In an optic neuritis attack, the doctor looks for particular findings. Visual acuity, or sharpness, is tested by means of the eye chart. It will be decreased in the affected eye.
The fields of vision are tested when the patient is asked to look straight ahead and to indicate when an object comes into view from each side. This may reveal right or left hemianopsia or show an abnormal blind spot (scotoma) in the center of vision or off to the side. The optic nerve is examined by the ophthalmoscope, which enables the doctor to look at the back of the eye.
With multiple sclerosis (MS), the optic nerve may appear pale, red, or swollen. Finally, the pupils are checked for appearance and reaction to light and focusing, both close and at a distance. Eye movements are examined by having the patient look to the right and to the left and up and down.
Two abnormalities may be seen that typify MS. One is nystagmus, the involuntary jerking of the eyes as they gaze in different directions or sometimes even at rest. The second is weakness of the eyes, more of one eye than the other, in looking to one side.

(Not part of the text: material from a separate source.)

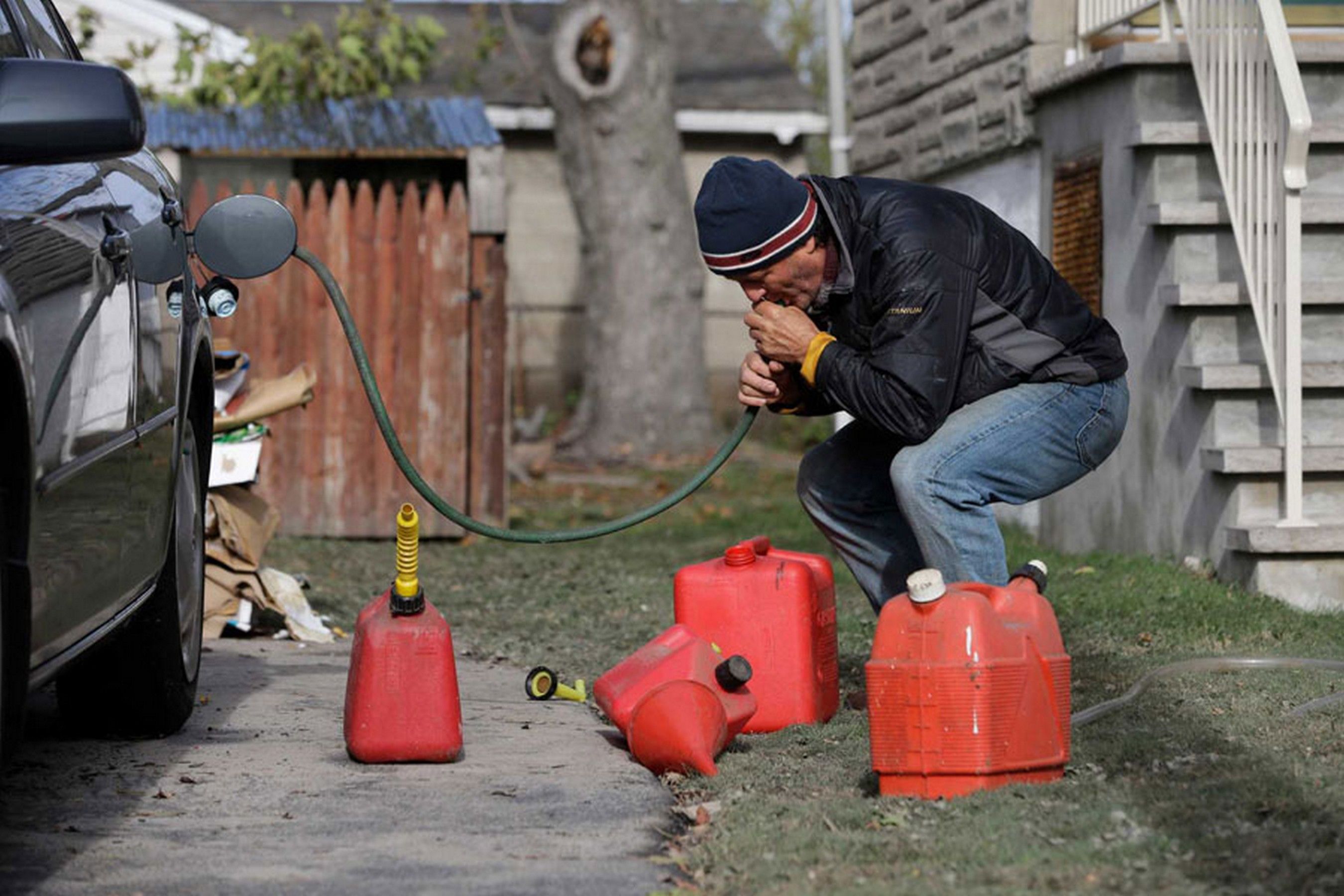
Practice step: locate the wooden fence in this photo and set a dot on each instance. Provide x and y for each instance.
(428, 297)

This asymmetrical gaze weakness is called internuclear ophthalmoplegia. Internuclear ophthalmoplegia indicates a brain stem lesion. Nystagmus points to either the brain stem or cerebellum or their connections to the inner ear.
Two rare signs, which also reveal MS involvement of the brain stem, are third-nerve palsy and Horner's syndrome, both of which show an eyelid droop on one side. In third-nerve palsy, there is also dilation of the pupil and weakness of all eye movements except looking outward. In Horner's syndrome, there is constriction of the pupil and no gaze weakness.